Impact of heterozygous hemoglobin E on six commercial methods for hemoglobin A1c measurement
- Published
- Accepted
- Received
- Academic Editor
- Pawel Urban
- Subject Areas
- Analytical Chemistry (other)
- Keywords
- Heterozygous hemoglobin E, Hemoglobin A1c
- Copyright
- © 2021 Yong et al.
- Licence
- This is an open access article distributed under the terms of the Creative Commons Attribution License, which permits unrestricted use, distribution, reproduction and adaptation in any medium and for any purpose provided that it is properly attributed. For attribution, the original author(s), title, publication source (PeerJ Analytical Chemistry) and either DOI or URL of the article must be cited.
- Cite this article
- 2021. Impact of heterozygous hemoglobin E on six commercial methods for hemoglobin A1c measurement. PeerJ Analytical Chemistry 3:e9 https://doi.org/10.7717/peerj-achem.9
Abstract
Background
This study examined the impact of heterozygous HbE on HbA1c measurements by six commonly used commercial methods. The results were compared with those from a modified isotope-dilution mass spectrometry (IDMS) reference laboratory method on a liquid chromatograph coupled with tandem mass spectrometer (LC-MS/MS).
Methods
Twenty-three leftover samples of patients with heterozygous HbE (HbA1c range: 5.4–11.6%), and nineteen samples with normal hemoglobin (HbA1c range: 5.0–13.7%) were included. The selected commercial methods included the Tina-quant HbA1c Gen. 3 (Roche Diagnostics, Basel, Switzerland), Cobas B 101 (Roche Diagnostics, Basel, Switzerland), D100 (Bio-Rad Laboratories, Hercules, CA, USA), Variant II Turbo HbA1c 2.0 (Bio-Rad Laboratories, Hercules, CA, USA), DCA Vantage (Siemens Healthcare, Erlangen, Germany) and HbA1c Advanced (Beckman Coulter Inc., Brea, CA, USA).
Results
With the exception of Cobas B 101 and the Variant II Turbo 2.0, the 95% confidence intervals of the Passing–Bablok regression lines between the results from the six commercial methods and the IDMS method overlapped.

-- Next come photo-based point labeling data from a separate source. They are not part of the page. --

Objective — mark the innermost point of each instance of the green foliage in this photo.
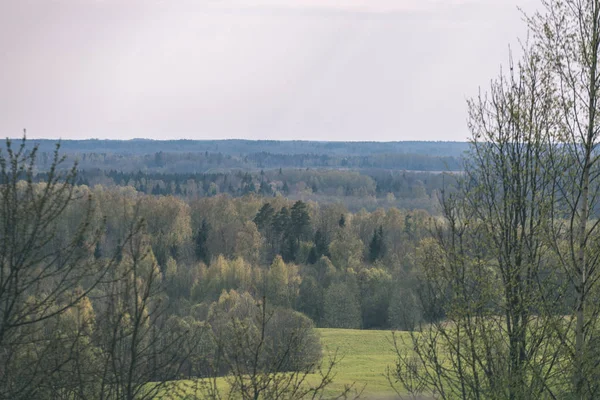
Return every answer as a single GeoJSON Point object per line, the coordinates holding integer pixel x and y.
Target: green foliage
{"type": "Point", "coordinates": [341, 307]}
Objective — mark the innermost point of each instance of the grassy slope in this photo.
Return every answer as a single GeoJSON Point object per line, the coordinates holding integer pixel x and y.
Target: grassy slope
{"type": "Point", "coordinates": [366, 356]}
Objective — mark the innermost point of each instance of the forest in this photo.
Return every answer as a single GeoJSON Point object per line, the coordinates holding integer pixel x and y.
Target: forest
{"type": "Point", "coordinates": [191, 270]}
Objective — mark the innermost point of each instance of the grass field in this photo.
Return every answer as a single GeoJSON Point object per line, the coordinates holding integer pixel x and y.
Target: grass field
{"type": "Point", "coordinates": [366, 357]}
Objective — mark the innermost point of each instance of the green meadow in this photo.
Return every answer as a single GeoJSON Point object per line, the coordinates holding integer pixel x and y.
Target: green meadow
{"type": "Point", "coordinates": [366, 355]}
{"type": "Point", "coordinates": [363, 357]}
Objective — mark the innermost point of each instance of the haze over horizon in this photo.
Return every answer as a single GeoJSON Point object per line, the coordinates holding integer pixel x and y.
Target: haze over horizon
{"type": "Point", "coordinates": [329, 70]}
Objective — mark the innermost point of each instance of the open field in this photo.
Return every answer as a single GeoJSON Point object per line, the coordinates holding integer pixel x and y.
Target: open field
{"type": "Point", "coordinates": [366, 356]}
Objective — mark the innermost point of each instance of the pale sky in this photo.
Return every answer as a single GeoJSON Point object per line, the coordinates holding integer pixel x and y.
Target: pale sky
{"type": "Point", "coordinates": [382, 70]}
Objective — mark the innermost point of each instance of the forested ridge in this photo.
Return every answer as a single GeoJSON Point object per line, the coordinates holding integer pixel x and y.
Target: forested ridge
{"type": "Point", "coordinates": [147, 274]}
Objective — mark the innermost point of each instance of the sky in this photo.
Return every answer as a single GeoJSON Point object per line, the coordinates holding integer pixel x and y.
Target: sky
{"type": "Point", "coordinates": [341, 70]}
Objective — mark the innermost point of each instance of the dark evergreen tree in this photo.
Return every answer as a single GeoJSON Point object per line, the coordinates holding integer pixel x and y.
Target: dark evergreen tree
{"type": "Point", "coordinates": [342, 221]}
{"type": "Point", "coordinates": [377, 246]}
{"type": "Point", "coordinates": [321, 244]}
{"type": "Point", "coordinates": [300, 221]}
{"type": "Point", "coordinates": [202, 251]}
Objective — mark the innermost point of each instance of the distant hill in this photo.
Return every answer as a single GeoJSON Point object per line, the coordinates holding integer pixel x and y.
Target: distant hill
{"type": "Point", "coordinates": [245, 147]}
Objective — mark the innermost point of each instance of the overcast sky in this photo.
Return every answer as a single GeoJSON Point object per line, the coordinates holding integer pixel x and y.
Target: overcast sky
{"type": "Point", "coordinates": [257, 69]}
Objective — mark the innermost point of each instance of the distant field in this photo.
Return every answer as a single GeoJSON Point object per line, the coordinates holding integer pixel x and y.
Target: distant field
{"type": "Point", "coordinates": [366, 356]}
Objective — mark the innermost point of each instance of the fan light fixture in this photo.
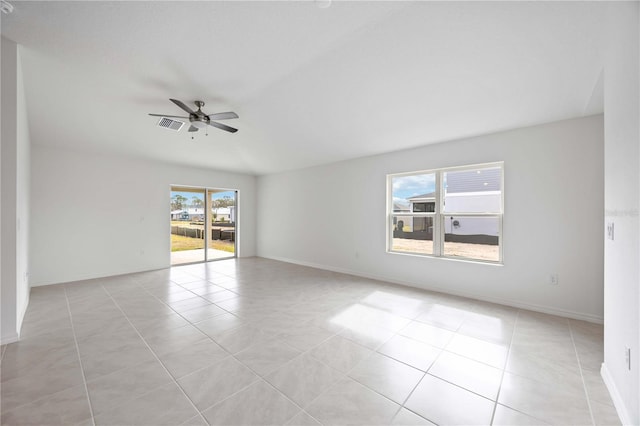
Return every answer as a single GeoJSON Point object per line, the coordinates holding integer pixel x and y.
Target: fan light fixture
{"type": "Point", "coordinates": [199, 124]}
{"type": "Point", "coordinates": [6, 7]}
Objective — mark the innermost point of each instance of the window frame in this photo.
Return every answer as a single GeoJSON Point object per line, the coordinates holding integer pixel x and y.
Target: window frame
{"type": "Point", "coordinates": [439, 216]}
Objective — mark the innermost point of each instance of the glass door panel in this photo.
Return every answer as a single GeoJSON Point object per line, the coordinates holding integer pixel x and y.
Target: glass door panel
{"type": "Point", "coordinates": [223, 207]}
{"type": "Point", "coordinates": [188, 216]}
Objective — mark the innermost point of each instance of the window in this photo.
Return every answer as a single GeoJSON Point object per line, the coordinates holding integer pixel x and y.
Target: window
{"type": "Point", "coordinates": [454, 212]}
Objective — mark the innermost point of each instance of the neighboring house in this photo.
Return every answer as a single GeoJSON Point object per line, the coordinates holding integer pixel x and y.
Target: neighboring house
{"type": "Point", "coordinates": [226, 213]}
{"type": "Point", "coordinates": [406, 220]}
{"type": "Point", "coordinates": [469, 191]}
{"type": "Point", "coordinates": [192, 213]}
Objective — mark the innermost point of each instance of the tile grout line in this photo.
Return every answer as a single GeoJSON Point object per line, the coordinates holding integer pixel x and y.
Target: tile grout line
{"type": "Point", "coordinates": [157, 358]}
{"type": "Point", "coordinates": [584, 384]}
{"type": "Point", "coordinates": [504, 367]}
{"type": "Point", "coordinates": [75, 340]}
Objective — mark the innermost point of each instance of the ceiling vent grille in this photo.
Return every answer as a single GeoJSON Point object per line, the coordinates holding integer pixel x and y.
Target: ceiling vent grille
{"type": "Point", "coordinates": [168, 123]}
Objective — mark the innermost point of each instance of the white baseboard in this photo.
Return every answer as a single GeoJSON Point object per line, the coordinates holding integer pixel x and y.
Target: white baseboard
{"type": "Point", "coordinates": [5, 340]}
{"type": "Point", "coordinates": [513, 303]}
{"type": "Point", "coordinates": [618, 402]}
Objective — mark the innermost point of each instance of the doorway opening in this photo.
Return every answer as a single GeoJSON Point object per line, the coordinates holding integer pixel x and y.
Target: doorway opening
{"type": "Point", "coordinates": [203, 224]}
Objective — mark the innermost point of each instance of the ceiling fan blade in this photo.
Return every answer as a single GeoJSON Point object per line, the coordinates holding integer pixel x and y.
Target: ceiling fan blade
{"type": "Point", "coordinates": [223, 115]}
{"type": "Point", "coordinates": [182, 105]}
{"type": "Point", "coordinates": [168, 116]}
{"type": "Point", "coordinates": [223, 127]}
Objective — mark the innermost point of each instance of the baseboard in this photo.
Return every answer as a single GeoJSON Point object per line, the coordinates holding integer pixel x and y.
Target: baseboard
{"type": "Point", "coordinates": [23, 311]}
{"type": "Point", "coordinates": [86, 277]}
{"type": "Point", "coordinates": [513, 303]}
{"type": "Point", "coordinates": [5, 340]}
{"type": "Point", "coordinates": [618, 402]}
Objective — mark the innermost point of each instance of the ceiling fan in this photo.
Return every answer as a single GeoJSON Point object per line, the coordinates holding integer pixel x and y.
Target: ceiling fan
{"type": "Point", "coordinates": [200, 120]}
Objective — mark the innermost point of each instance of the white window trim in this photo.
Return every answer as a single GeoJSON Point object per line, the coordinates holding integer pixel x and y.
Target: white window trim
{"type": "Point", "coordinates": [439, 215]}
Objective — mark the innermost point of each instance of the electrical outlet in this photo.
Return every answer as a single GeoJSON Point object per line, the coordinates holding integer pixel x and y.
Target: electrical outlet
{"type": "Point", "coordinates": [627, 358]}
{"type": "Point", "coordinates": [610, 231]}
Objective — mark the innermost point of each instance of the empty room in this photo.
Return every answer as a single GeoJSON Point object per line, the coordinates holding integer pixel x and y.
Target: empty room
{"type": "Point", "coordinates": [320, 212]}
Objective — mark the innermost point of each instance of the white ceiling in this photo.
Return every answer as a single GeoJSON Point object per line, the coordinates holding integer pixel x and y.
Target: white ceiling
{"type": "Point", "coordinates": [310, 85]}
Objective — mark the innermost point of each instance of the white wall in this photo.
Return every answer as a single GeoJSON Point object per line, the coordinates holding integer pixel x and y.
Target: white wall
{"type": "Point", "coordinates": [334, 217]}
{"type": "Point", "coordinates": [622, 200]}
{"type": "Point", "coordinates": [15, 188]}
{"type": "Point", "coordinates": [98, 215]}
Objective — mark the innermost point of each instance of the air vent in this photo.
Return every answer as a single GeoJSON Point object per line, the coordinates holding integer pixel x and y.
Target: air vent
{"type": "Point", "coordinates": [168, 123]}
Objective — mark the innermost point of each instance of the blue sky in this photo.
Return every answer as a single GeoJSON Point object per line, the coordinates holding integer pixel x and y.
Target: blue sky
{"type": "Point", "coordinates": [408, 186]}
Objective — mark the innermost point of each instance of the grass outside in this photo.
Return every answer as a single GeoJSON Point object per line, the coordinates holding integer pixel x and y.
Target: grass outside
{"type": "Point", "coordinates": [181, 243]}
{"type": "Point", "coordinates": [463, 250]}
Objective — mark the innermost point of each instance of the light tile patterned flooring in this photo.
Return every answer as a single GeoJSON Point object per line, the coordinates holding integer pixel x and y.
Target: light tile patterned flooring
{"type": "Point", "coordinates": [254, 341]}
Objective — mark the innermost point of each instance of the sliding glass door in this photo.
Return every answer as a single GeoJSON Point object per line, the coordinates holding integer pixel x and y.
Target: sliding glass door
{"type": "Point", "coordinates": [203, 224]}
{"type": "Point", "coordinates": [222, 243]}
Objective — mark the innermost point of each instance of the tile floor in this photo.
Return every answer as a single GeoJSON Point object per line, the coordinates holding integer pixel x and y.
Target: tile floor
{"type": "Point", "coordinates": [254, 341]}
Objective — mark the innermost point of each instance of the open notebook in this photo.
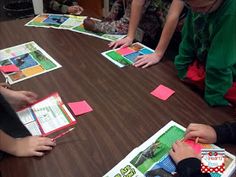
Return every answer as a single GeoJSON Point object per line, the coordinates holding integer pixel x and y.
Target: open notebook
{"type": "Point", "coordinates": [152, 157]}
{"type": "Point", "coordinates": [46, 116]}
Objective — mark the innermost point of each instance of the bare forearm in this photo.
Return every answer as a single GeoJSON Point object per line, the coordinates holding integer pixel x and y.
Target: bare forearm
{"type": "Point", "coordinates": [170, 25]}
{"type": "Point", "coordinates": [7, 143]}
{"type": "Point", "coordinates": [136, 12]}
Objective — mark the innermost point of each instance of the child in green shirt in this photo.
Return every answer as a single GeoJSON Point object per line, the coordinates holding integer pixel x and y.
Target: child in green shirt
{"type": "Point", "coordinates": [207, 55]}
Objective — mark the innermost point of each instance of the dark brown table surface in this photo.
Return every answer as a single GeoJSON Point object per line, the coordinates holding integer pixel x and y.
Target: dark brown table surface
{"type": "Point", "coordinates": [124, 115]}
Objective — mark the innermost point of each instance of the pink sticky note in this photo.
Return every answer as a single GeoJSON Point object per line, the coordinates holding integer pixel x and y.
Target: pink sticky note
{"type": "Point", "coordinates": [162, 92]}
{"type": "Point", "coordinates": [9, 68]}
{"type": "Point", "coordinates": [80, 107]}
{"type": "Point", "coordinates": [125, 51]}
{"type": "Point", "coordinates": [196, 147]}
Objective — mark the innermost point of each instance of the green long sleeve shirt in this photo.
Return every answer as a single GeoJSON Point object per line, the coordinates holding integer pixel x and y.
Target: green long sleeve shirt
{"type": "Point", "coordinates": [211, 39]}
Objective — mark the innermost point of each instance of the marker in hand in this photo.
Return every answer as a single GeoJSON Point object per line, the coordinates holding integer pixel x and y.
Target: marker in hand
{"type": "Point", "coordinates": [62, 134]}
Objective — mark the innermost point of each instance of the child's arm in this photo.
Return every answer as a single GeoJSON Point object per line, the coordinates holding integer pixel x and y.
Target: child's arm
{"type": "Point", "coordinates": [135, 16]}
{"type": "Point", "coordinates": [226, 133]}
{"type": "Point", "coordinates": [25, 147]}
{"type": "Point", "coordinates": [166, 35]}
{"type": "Point", "coordinates": [187, 161]}
{"type": "Point", "coordinates": [18, 99]}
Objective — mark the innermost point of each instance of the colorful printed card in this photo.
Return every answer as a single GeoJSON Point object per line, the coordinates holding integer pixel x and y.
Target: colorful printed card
{"type": "Point", "coordinates": [31, 60]}
{"type": "Point", "coordinates": [152, 157]}
{"type": "Point", "coordinates": [126, 56]}
{"type": "Point", "coordinates": [46, 116]}
{"type": "Point", "coordinates": [68, 22]}
{"type": "Point", "coordinates": [162, 92]}
{"type": "Point", "coordinates": [80, 107]}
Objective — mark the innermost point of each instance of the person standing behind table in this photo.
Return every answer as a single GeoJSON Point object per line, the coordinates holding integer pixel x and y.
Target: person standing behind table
{"type": "Point", "coordinates": [116, 22]}
{"type": "Point", "coordinates": [152, 17]}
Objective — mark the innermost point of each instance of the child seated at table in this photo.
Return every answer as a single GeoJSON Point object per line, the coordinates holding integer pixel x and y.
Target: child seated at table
{"type": "Point", "coordinates": [148, 19]}
{"type": "Point", "coordinates": [14, 137]}
{"type": "Point", "coordinates": [62, 6]}
{"type": "Point", "coordinates": [207, 55]}
{"type": "Point", "coordinates": [188, 163]}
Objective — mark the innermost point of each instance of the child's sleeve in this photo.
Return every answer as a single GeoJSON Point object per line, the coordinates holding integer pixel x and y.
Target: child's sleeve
{"type": "Point", "coordinates": [226, 133]}
{"type": "Point", "coordinates": [186, 49]}
{"type": "Point", "coordinates": [190, 167]}
{"type": "Point", "coordinates": [221, 61]}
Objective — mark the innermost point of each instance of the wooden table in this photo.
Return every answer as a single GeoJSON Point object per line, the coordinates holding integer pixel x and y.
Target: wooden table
{"type": "Point", "coordinates": [125, 113]}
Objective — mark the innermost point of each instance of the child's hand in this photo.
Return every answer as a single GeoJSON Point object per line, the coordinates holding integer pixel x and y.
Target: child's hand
{"type": "Point", "coordinates": [76, 10]}
{"type": "Point", "coordinates": [181, 151]}
{"type": "Point", "coordinates": [89, 24]}
{"type": "Point", "coordinates": [147, 60]}
{"type": "Point", "coordinates": [205, 133]}
{"type": "Point", "coordinates": [18, 99]}
{"type": "Point", "coordinates": [125, 42]}
{"type": "Point", "coordinates": [33, 146]}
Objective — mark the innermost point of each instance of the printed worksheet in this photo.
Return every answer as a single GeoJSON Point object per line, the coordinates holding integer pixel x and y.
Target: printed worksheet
{"type": "Point", "coordinates": [46, 116]}
{"type": "Point", "coordinates": [126, 56]}
{"type": "Point", "coordinates": [30, 59]}
{"type": "Point", "coordinates": [69, 22]}
{"type": "Point", "coordinates": [152, 157]}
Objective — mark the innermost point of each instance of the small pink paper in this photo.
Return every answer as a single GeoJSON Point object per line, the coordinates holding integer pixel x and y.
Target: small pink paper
{"type": "Point", "coordinates": [162, 92]}
{"type": "Point", "coordinates": [9, 68]}
{"type": "Point", "coordinates": [125, 51]}
{"type": "Point", "coordinates": [80, 107]}
{"type": "Point", "coordinates": [196, 147]}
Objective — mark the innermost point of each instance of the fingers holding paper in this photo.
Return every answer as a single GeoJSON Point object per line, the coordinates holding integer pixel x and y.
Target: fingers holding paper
{"type": "Point", "coordinates": [205, 133]}
{"type": "Point", "coordinates": [181, 151]}
{"type": "Point", "coordinates": [33, 146]}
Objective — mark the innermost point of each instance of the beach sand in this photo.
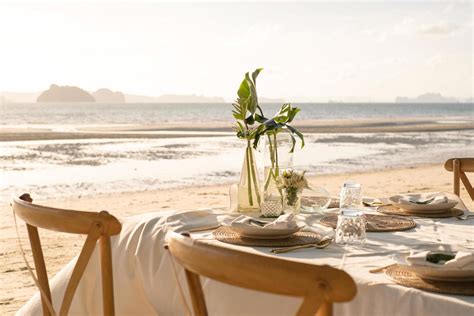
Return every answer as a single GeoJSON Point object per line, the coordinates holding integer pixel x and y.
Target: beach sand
{"type": "Point", "coordinates": [17, 286]}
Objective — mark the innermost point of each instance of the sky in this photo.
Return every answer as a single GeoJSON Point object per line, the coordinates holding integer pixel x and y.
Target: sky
{"type": "Point", "coordinates": [312, 51]}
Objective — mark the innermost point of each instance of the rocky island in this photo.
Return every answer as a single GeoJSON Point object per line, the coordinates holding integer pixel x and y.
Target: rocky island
{"type": "Point", "coordinates": [57, 93]}
{"type": "Point", "coordinates": [108, 96]}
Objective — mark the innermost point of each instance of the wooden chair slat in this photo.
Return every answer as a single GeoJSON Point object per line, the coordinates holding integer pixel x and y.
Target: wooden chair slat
{"type": "Point", "coordinates": [38, 258]}
{"type": "Point", "coordinates": [66, 221]}
{"type": "Point", "coordinates": [97, 226]}
{"type": "Point", "coordinates": [459, 167]}
{"type": "Point", "coordinates": [197, 295]}
{"type": "Point", "coordinates": [79, 268]}
{"type": "Point", "coordinates": [467, 164]}
{"type": "Point", "coordinates": [107, 275]}
{"type": "Point", "coordinates": [318, 285]}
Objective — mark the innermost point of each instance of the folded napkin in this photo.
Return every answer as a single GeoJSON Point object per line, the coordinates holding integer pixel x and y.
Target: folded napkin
{"type": "Point", "coordinates": [463, 260]}
{"type": "Point", "coordinates": [283, 222]}
{"type": "Point", "coordinates": [427, 199]}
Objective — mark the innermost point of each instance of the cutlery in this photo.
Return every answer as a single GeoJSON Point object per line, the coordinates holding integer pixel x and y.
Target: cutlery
{"type": "Point", "coordinates": [381, 269]}
{"type": "Point", "coordinates": [465, 216]}
{"type": "Point", "coordinates": [323, 243]}
{"type": "Point", "coordinates": [376, 203]}
{"type": "Point", "coordinates": [422, 202]}
{"type": "Point", "coordinates": [257, 222]}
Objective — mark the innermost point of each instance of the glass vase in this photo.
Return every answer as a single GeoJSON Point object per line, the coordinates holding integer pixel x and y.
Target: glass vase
{"type": "Point", "coordinates": [292, 200]}
{"type": "Point", "coordinates": [248, 189]}
{"type": "Point", "coordinates": [277, 158]}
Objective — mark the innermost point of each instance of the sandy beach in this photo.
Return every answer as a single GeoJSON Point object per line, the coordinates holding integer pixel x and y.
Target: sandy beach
{"type": "Point", "coordinates": [17, 286]}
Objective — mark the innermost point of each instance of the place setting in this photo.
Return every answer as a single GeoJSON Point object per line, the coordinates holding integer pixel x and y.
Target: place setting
{"type": "Point", "coordinates": [284, 231]}
{"type": "Point", "coordinates": [447, 272]}
{"type": "Point", "coordinates": [429, 205]}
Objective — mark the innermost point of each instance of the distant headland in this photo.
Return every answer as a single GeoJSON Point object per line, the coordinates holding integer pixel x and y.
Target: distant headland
{"type": "Point", "coordinates": [57, 93]}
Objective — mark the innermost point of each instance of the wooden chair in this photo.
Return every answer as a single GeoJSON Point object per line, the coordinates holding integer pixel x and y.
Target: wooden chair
{"type": "Point", "coordinates": [97, 226]}
{"type": "Point", "coordinates": [459, 167]}
{"type": "Point", "coordinates": [318, 285]}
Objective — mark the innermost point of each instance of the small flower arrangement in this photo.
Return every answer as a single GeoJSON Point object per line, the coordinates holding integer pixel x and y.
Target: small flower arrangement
{"type": "Point", "coordinates": [293, 183]}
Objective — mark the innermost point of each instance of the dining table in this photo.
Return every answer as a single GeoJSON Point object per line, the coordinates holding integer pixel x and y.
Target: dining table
{"type": "Point", "coordinates": [147, 281]}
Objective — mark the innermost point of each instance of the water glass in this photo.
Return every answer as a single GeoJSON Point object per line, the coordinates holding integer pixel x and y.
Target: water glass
{"type": "Point", "coordinates": [350, 196]}
{"type": "Point", "coordinates": [315, 199]}
{"type": "Point", "coordinates": [350, 229]}
{"type": "Point", "coordinates": [233, 198]}
{"type": "Point", "coordinates": [271, 206]}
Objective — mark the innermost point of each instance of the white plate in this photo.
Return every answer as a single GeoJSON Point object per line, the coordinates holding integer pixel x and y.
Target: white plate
{"type": "Point", "coordinates": [434, 273]}
{"type": "Point", "coordinates": [266, 233]}
{"type": "Point", "coordinates": [422, 208]}
{"type": "Point", "coordinates": [438, 274]}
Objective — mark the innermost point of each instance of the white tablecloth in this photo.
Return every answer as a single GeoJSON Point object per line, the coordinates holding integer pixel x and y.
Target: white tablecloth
{"type": "Point", "coordinates": [145, 284]}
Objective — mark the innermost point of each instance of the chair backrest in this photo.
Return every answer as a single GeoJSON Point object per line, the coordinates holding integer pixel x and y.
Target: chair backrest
{"type": "Point", "coordinates": [318, 285]}
{"type": "Point", "coordinates": [97, 226]}
{"type": "Point", "coordinates": [459, 167]}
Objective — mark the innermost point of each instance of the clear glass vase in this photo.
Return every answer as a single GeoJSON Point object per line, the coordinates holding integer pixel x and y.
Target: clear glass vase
{"type": "Point", "coordinates": [292, 200]}
{"type": "Point", "coordinates": [248, 189]}
{"type": "Point", "coordinates": [277, 158]}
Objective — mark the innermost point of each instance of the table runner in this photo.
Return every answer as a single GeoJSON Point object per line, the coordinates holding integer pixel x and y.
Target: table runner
{"type": "Point", "coordinates": [145, 285]}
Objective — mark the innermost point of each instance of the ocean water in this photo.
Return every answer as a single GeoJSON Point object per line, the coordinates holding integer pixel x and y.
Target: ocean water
{"type": "Point", "coordinates": [52, 168]}
{"type": "Point", "coordinates": [144, 114]}
{"type": "Point", "coordinates": [87, 167]}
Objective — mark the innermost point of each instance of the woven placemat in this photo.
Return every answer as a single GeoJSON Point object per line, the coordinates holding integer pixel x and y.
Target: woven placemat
{"type": "Point", "coordinates": [401, 275]}
{"type": "Point", "coordinates": [376, 223]}
{"type": "Point", "coordinates": [227, 235]}
{"type": "Point", "coordinates": [393, 210]}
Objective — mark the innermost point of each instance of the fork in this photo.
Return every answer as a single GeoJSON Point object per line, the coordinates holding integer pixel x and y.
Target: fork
{"type": "Point", "coordinates": [323, 243]}
{"type": "Point", "coordinates": [464, 216]}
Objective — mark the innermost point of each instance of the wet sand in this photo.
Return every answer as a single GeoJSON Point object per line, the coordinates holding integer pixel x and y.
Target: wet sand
{"type": "Point", "coordinates": [16, 287]}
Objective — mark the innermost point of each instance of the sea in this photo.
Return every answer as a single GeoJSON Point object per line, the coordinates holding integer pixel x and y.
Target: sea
{"type": "Point", "coordinates": [82, 167]}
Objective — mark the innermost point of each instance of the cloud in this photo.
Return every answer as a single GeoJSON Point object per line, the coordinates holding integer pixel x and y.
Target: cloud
{"type": "Point", "coordinates": [440, 28]}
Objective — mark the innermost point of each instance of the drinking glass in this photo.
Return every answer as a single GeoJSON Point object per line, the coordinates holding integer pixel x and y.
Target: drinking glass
{"type": "Point", "coordinates": [315, 199]}
{"type": "Point", "coordinates": [350, 196]}
{"type": "Point", "coordinates": [350, 229]}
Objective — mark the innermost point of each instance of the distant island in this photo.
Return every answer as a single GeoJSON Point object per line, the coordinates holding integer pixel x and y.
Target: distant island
{"type": "Point", "coordinates": [57, 93]}
{"type": "Point", "coordinates": [108, 96]}
{"type": "Point", "coordinates": [427, 98]}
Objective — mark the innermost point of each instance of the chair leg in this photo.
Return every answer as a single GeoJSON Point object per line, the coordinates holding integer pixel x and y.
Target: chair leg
{"type": "Point", "coordinates": [197, 295]}
{"type": "Point", "coordinates": [325, 309]}
{"type": "Point", "coordinates": [107, 275]}
{"type": "Point", "coordinates": [456, 173]}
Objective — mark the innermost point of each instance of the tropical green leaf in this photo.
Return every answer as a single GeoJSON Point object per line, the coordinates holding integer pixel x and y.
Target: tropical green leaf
{"type": "Point", "coordinates": [244, 89]}
{"type": "Point", "coordinates": [292, 114]}
{"type": "Point", "coordinates": [252, 99]}
{"type": "Point", "coordinates": [255, 75]}
{"type": "Point", "coordinates": [250, 120]}
{"type": "Point", "coordinates": [298, 133]}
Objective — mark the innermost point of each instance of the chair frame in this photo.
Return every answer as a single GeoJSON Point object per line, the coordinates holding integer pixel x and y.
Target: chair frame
{"type": "Point", "coordinates": [459, 167]}
{"type": "Point", "coordinates": [318, 285]}
{"type": "Point", "coordinates": [98, 226]}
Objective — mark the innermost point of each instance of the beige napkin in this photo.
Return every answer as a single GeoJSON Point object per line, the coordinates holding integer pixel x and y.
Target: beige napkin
{"type": "Point", "coordinates": [438, 198]}
{"type": "Point", "coordinates": [283, 222]}
{"type": "Point", "coordinates": [463, 260]}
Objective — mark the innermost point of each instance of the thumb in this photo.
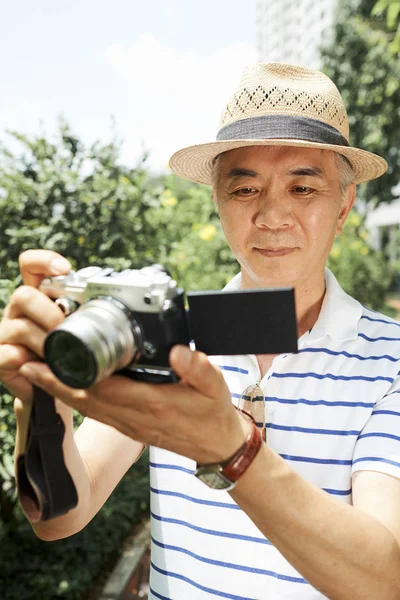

The latter suggested no statistically significant difference in results and hence no impact on HbA1c result despite the presence of heterozygous HbE. The method of Cobas B 101 gave positive bias at the range of concentrations examined (5.4–11.6%), while that of Variant II Turbo 2.0 gave positive bias at concentrations up to approximately 9.5%. The finding of significant positive bias in the methods of Cobas B 101 and Variant II Turbo 2.0 agrees with the observations of some previous studies, but is contrary to manufacturer’s claim indicating the absence of interference by heterozygous HbE. Our results also clearly showed the impact of heterozygous HbE across a fairly broad measurement range using a laboratory method (the Variant II Turbo 2.0). Laboratory practitioners and clinicians should familiarize themselves with prevailing hemoglobin variants in the population they serve and select the appropriate methods for HbA1c measurement.
Introduction
Hemoglobin E (HbE) is a variant hemoglobin caused by a single point mutation, resulting in glutamic acid to lysine substitution at position 26 of the beta chain of the hemoglobin (β 26 Glu→Lys). The amino acid substitution shifts the overall molecular charge more basic, which can be detected by separative methods, such as electrophoresis and liquid chromatography. Globally, HbE is the second most common hemoglobin variant with a prevalence of up to 40% in certain populations in South and South-East Asia (Bachir & Galacteros, 2004).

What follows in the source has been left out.